13. The computer-implemented method of claim 12, further comprising determining the statistical significance of the one or more of the historical log rate observations to the other ones of the historical log rate observations using one or more non-parameterized statistical methods.

14. The computer-implemented method of claim 1, distinguishing between short term failures and long term failures based on different time-based metrics, and wherein the information displayed in said displaying step includes an identification of which type of failure is implemented from among the short term failure and the long term failure.

15. The computer-implemented method of claim 1, wherein said displaying step comprises identifying the impending failure as a long term failure, responsive to a number of deviations, between the expected log rates from the model and the observed log rates in the monitored system, increasing over time.
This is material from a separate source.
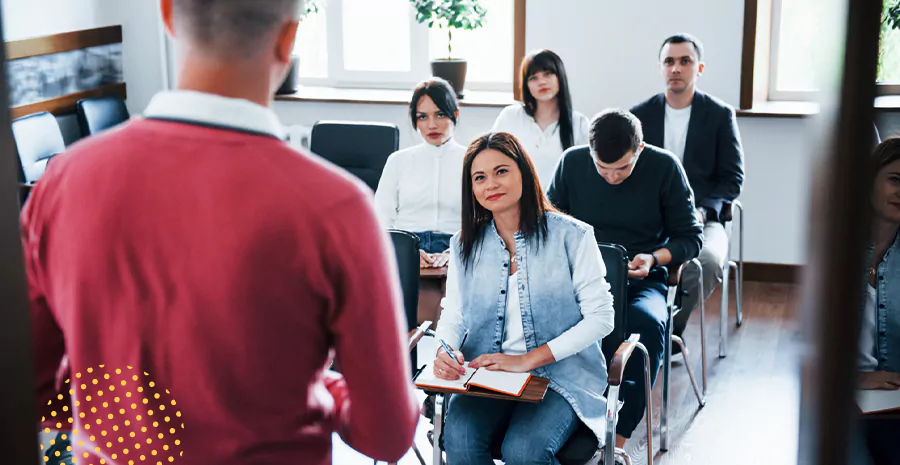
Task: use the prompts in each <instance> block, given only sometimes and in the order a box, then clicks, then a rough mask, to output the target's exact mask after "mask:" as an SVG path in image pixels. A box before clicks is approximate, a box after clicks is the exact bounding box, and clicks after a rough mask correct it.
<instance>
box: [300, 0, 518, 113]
mask: <svg viewBox="0 0 900 465" xmlns="http://www.w3.org/2000/svg"><path fill="white" fill-rule="evenodd" d="M511 1H512V4H513V18H510V19H511V21H512V26H513V27H512V29H513V41H512V42H513V47H512V48H513V49H512V50H511V51H512V53H513V68H514V70H513V74H512V76H511V79H510V80H507V81H504V82H497V81H472V80H468V79H467V80H466V89H467V90H471V91H488V92H511V93H514V94H516V95H518V92H519V88H520V87H521V86H520V83H518V82H517V81H518V78H517V75H518V68H519V66H520V63H521V61H522V58H523V57H524V55H525V52H524V41H525V39H524V37H525V33H524V27H525V21H524V17H525V11H524V10H525V0H511ZM325 8H327V13H326V17H325V31H326V33H325V34H326V41H325V42H326V47H327V63H328V65H327V73H328V77H325V78H322V77H317V78H313V77H300V78H299V82H300V84H301V85H303V86H314V87H331V88H343V89H389V90H399V89H404V90H405V89H411V88H412V87H414V86H415V85H416V84H417V83H418V82H419V81H421V78H422V76H429V75H431V70H430V66H431V58H430V56H429V53H430V50H429V46H430V30H429V28H428V26H427V25H426V24H419V23H418V22H417V21H416V20H415V10H414V9H413V8H410V9H409V26H410V47H411V49H410V70H409V71H405V72H388V71H352V70H347V69H346V68H345V66H344V63H343V59H344V56H343V52H344V50H343V48H344V43H343V23H344V21H343V0H329V1H328V5H327V6H325ZM314 14H315V13H314ZM520 42H521V43H520Z"/></svg>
16. A computer program product for providing an early warning of an impending failure in a monitored system, the computer program product comprising a non-transitory computer readable storage medium having program instructions embodied therewith, the program instructions executable by a computer to cause the computer to perform a method comprising:

performing, by a processor, an offline model learning process that generates a model of expected log rates in the monitored system from historical log data, the expected log rates of the model representing a normal behavior of the monitored system;

performing, by the processor, an online detection process that detects the impending failure in the monitored system prior to an actual occurrence of the impending failure based on (i) the model of expected log rates and (ii) observed log rates in the monitored system; and

displaying, by a display device based on (i) the model of expected log rates and (ii) observed log rates in the monitored system, information relating to the impending failure prior to the actual occurrence of the impending failure,

wherein the online detection process identifies short term failures and long term failures in the monitored system.
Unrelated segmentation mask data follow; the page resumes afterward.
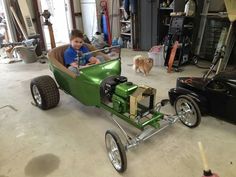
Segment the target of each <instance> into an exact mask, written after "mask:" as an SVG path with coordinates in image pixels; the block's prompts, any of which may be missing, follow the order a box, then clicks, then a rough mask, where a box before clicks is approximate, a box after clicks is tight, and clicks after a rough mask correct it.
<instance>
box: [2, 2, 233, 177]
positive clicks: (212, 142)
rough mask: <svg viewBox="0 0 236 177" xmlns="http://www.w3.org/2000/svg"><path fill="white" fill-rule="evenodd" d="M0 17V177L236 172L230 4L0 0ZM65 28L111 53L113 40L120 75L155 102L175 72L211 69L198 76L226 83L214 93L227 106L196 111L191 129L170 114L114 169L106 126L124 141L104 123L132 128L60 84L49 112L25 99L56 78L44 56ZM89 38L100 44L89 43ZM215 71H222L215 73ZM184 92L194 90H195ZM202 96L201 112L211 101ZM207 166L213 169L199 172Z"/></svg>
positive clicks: (118, 133) (223, 172)
mask: <svg viewBox="0 0 236 177" xmlns="http://www.w3.org/2000/svg"><path fill="white" fill-rule="evenodd" d="M230 3H232V4H230ZM127 8H128V10H127ZM0 20H1V23H0V24H1V25H0V35H1V36H0V37H1V39H0V46H1V49H0V82H1V85H0V89H1V92H0V121H1V123H0V177H16V176H17V177H25V176H30V177H46V176H47V177H53V176H56V177H61V176H63V177H64V176H65V177H68V176H73V177H74V176H81V177H86V176H102V177H103V176H138V177H139V176H140V177H142V176H145V177H149V176H150V177H154V176H166V177H171V176H177V177H189V176H193V177H196V176H204V177H205V176H213V177H215V176H217V175H218V176H220V177H221V176H222V177H223V176H224V177H234V176H236V166H235V163H236V156H235V154H236V141H235V139H236V128H235V123H236V121H235V117H236V112H235V110H234V109H233V108H235V106H236V75H235V73H236V72H235V71H236V60H235V58H236V47H235V44H236V43H235V39H236V37H235V34H236V33H235V32H236V30H235V29H236V26H235V22H234V21H235V20H236V2H235V1H233V0H225V1H224V0H217V1H216V0H214V1H213V0H205V1H200V0H188V1H185V0H150V1H143V0H137V1H136V0H133V1H132V0H129V1H126V0H123V1H122V0H97V1H95V0H57V1H55V0H1V1H0ZM72 29H79V30H81V31H82V32H83V33H84V36H85V37H84V38H85V39H84V41H86V42H91V45H94V46H95V47H96V48H97V49H100V50H101V49H102V48H104V50H103V51H106V49H108V50H109V51H112V47H111V46H115V47H117V46H119V47H120V48H121V50H119V51H118V52H121V57H120V58H121V76H125V77H127V78H128V81H129V82H132V83H135V84H137V85H146V86H150V87H151V88H154V89H156V98H155V99H156V100H154V101H156V102H159V101H161V100H164V99H169V91H170V89H172V88H176V89H177V87H178V86H177V85H176V83H177V79H178V78H180V77H186V78H187V77H188V78H195V77H199V78H203V77H204V76H206V75H207V74H208V71H209V70H210V69H212V72H211V73H209V76H208V77H209V80H207V82H209V83H210V82H211V81H212V82H213V81H214V79H215V80H216V79H218V78H222V79H225V81H227V83H228V85H227V86H230V88H231V90H223V91H222V92H220V94H221V97H217V98H216V99H215V100H216V101H215V102H219V103H227V107H226V106H225V107H215V108H211V110H214V111H212V112H210V111H209V112H206V113H205V112H202V110H201V121H200V122H199V125H198V126H197V127H196V128H188V127H187V126H185V125H183V124H182V123H181V121H182V120H178V121H177V122H176V123H173V125H172V123H170V124H171V126H169V127H167V128H166V129H164V130H163V131H160V132H158V133H157V134H155V136H153V137H151V138H150V139H148V140H147V141H144V142H142V141H141V143H140V144H139V145H138V146H135V148H130V149H125V151H126V153H125V154H126V156H127V169H125V170H124V171H123V172H120V173H119V172H117V171H116V169H115V168H114V167H113V166H112V165H113V164H111V162H110V159H109V157H108V152H107V148H106V145H105V133H106V131H107V130H109V129H112V130H114V131H115V132H117V134H118V135H119V137H120V138H121V141H122V142H123V145H125V142H126V140H125V137H124V136H123V134H122V130H121V129H120V128H119V127H118V126H117V124H116V122H114V121H113V119H115V120H116V121H117V122H118V123H119V125H121V126H122V127H123V128H124V129H125V130H127V133H128V134H130V135H132V136H135V135H136V134H137V133H139V132H140V130H138V129H137V128H135V127H134V126H132V125H131V124H129V123H127V122H125V121H123V120H121V119H119V116H116V114H115V113H114V112H111V111H108V110H106V109H102V107H99V106H87V105H85V104H83V103H82V102H80V100H78V99H77V98H76V97H75V96H71V95H73V94H71V93H66V92H64V91H63V90H62V89H59V93H60V101H59V104H58V105H57V106H55V107H54V108H52V109H48V110H42V109H40V107H39V106H38V105H37V101H36V102H35V100H34V99H33V97H32V93H31V89H30V86H31V84H32V80H33V79H34V78H37V77H40V76H45V75H49V76H51V77H52V78H54V80H55V82H56V79H55V76H56V77H57V76H58V75H54V74H55V73H53V71H54V70H53V69H52V67H54V66H51V64H50V62H52V61H51V60H50V55H48V54H50V52H52V51H53V50H55V49H56V48H58V47H60V46H62V45H66V44H69V43H70V32H71V30H72ZM96 32H100V33H96ZM101 33H102V34H103V35H101ZM98 36H99V37H101V36H102V38H103V41H104V43H102V44H101V43H96V39H98V38H99V37H98ZM96 37H97V38H96ZM99 39H100V38H99ZM176 42H178V44H176ZM175 44H176V45H175ZM175 47H176V52H174V50H173V49H174V48H175ZM140 57H141V58H144V60H145V59H147V60H148V59H149V58H152V61H153V67H152V68H151V70H150V72H149V73H147V74H146V76H145V75H144V73H143V72H142V71H141V72H136V71H135V70H134V69H133V66H134V65H136V64H137V63H135V59H137V58H140ZM171 58H172V59H173V61H172V63H171ZM108 62H109V61H108ZM98 65H101V64H98ZM89 67H95V66H89ZM103 68H105V70H106V67H103ZM50 69H51V70H50ZM111 69H112V68H111ZM82 71H83V70H82ZM85 71H86V68H85ZM109 71H110V70H109ZM221 73H230V74H226V75H223V76H224V77H217V76H221ZM56 74H58V73H56ZM65 74H66V73H65ZM108 74H109V72H108ZM82 76H83V74H81V75H78V76H76V77H78V78H79V77H82ZM225 77H226V78H225ZM227 77H228V78H227ZM74 80H75V79H74ZM85 82H86V83H87V84H88V88H89V87H90V85H89V84H90V83H89V82H87V81H85ZM186 82H188V81H186ZM207 82H206V83H207ZM56 83H57V85H60V83H59V84H58V82H56ZM79 84H80V83H79ZM81 84H82V83H81ZM188 84H189V83H188ZM197 86H199V85H197ZM199 87H200V86H199ZM206 87H207V85H206ZM196 88H197V87H196ZM227 88H228V87H227ZM204 89H205V87H204ZM204 89H202V90H203V92H206V89H205V90H204ZM213 91H214V93H215V94H216V93H218V92H217V90H213ZM192 92H193V95H194V94H195V95H197V94H198V93H199V92H196V89H195V90H194V88H193V89H192ZM90 94H91V95H90ZM93 94H94V93H89V90H88V93H87V95H86V96H87V97H88V99H90V97H93ZM89 95H90V96H89ZM94 95H95V94H94ZM185 95H187V96H189V95H190V97H191V94H189V95H188V94H185ZM193 95H192V97H191V98H192V99H193V100H195V99H197V98H195V97H194V96H193ZM222 95H223V96H222ZM227 95H228V96H229V98H228V97H227ZM41 96H42V95H41ZM86 96H85V97H86ZM94 97H96V96H94ZM202 97H203V95H201V96H200V97H198V98H199V100H200V101H201V99H202ZM220 98H221V99H220ZM212 99H214V98H212ZM228 99H231V102H230V104H231V105H230V106H229V105H228V102H227V101H228ZM205 101H206V103H207V105H205V107H204V108H205V109H207V108H208V106H209V105H208V104H210V103H211V100H209V99H208V98H206V100H205ZM195 102H197V100H195ZM198 103H199V102H197V103H196V104H197V105H199V104H200V103H199V104H198ZM221 105H222V104H221ZM130 107H131V102H130ZM175 108H176V107H175V105H172V104H169V103H167V104H166V105H165V106H163V107H162V108H161V112H162V113H164V114H167V115H176V114H177V115H178V112H176V110H175ZM230 108H231V109H230ZM198 109H200V108H198ZM229 109H230V110H229ZM219 110H220V111H219ZM227 111H228V112H227ZM216 112H223V114H221V115H219V116H218V115H215V114H216ZM112 113H113V114H112ZM214 113H215V114H214ZM227 114H230V119H229V118H227V117H226V115H227ZM179 117H181V116H179ZM130 119H131V118H130ZM179 119H180V118H179ZM198 142H201V143H202V145H203V147H204V149H203V152H205V155H206V161H207V162H208V165H207V164H206V162H205V161H204V157H202V156H201V155H202V154H201V153H200V152H202V151H201V150H200V149H199V147H198V146H199V145H198ZM126 148H127V147H126ZM118 149H119V147H118ZM121 161H122V160H121ZM206 166H208V167H206ZM209 169H211V171H212V174H209V173H206V172H209V171H208V170H209ZM203 170H205V174H204V172H203ZM216 174H217V175H216Z"/></svg>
17. The computer program product of claim 16, wherein said online detection process maintains a running history of deviations between the expected log rates from the model and the observed log rates in the monitored system, and raises a failure signal when continuous deviations are detected greater than a threshold time period.
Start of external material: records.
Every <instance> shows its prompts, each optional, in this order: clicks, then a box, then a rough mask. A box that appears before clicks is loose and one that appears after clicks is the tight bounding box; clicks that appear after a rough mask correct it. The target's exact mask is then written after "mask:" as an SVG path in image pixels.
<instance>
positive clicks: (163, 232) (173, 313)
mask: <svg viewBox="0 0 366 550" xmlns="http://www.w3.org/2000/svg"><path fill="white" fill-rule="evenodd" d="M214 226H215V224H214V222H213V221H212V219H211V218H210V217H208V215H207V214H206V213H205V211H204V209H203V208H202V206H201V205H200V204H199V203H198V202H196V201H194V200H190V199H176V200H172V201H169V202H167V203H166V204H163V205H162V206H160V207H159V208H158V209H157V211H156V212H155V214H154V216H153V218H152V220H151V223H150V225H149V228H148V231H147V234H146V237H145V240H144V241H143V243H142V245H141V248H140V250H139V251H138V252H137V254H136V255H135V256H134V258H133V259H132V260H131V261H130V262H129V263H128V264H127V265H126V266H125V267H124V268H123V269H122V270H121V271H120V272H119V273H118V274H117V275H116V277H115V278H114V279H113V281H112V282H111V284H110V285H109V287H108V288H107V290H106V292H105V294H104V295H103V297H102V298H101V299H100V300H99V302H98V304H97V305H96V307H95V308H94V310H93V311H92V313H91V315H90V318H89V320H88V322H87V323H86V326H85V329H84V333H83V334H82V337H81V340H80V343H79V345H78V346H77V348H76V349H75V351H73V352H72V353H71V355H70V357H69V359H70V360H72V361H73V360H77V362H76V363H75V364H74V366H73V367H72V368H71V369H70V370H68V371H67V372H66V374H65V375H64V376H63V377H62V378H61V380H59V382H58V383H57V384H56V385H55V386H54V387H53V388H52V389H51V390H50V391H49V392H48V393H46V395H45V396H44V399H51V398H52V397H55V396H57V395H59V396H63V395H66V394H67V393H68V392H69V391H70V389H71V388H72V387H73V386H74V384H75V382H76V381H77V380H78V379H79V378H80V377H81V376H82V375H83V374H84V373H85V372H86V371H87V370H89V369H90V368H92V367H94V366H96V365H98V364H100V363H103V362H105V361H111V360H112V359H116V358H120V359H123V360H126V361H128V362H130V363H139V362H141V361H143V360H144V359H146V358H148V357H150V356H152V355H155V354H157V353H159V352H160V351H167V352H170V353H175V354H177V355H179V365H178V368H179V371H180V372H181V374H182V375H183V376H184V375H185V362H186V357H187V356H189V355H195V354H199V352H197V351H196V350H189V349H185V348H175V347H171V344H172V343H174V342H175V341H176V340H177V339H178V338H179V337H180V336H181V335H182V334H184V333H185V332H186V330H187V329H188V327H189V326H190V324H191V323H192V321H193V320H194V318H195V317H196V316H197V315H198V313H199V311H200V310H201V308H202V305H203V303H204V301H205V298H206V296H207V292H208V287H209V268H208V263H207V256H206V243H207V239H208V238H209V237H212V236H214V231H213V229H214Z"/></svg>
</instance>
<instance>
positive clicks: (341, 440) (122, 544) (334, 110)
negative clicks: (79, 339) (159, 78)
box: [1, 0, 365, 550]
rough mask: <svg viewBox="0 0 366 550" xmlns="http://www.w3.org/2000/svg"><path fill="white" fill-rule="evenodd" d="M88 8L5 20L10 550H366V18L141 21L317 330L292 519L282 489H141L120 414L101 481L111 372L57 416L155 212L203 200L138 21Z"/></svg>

18. The computer program product of claim 16, wherein the method further comprises controlling an operation of the monitored system based on a detection of the impending failure in order to prevent the impending failure or mitigate undesirable results of the impending failure.

19. The computer program product of claim 18, wherein controlling the operation of the monitored system comprises powering down one or more machines that will at least one of (i) likely cause the impending failure of one or more other machines, (ii) suffer the impending failure, and (ii) will be undesirably affected by the impending failure.

20. A computer processing system for providing an early warning of an impending failure in a monitored system, the computer processing system comprising:

a processor, configured to: perform an offline model learning process that generates a model of expected log rates in the monitored system from historical log data, the expected log rates of the model representing a normal behavior of the monitored system; and perform an online detection process that detects the impending failure in the monitored system prior to an actual occurrence of the impending failure based on (i) the model of expected log rates and (ii) observed log rates in the monitored system; and

a display device, configured to display, based on (i) the model of expected log rates and (ii) observed log rates in the monitored system, information relating to the impending failure prior to the actual occurrence of the impending failure,

wherein the online detection process identifies short term failures and long term failures in the monitored system.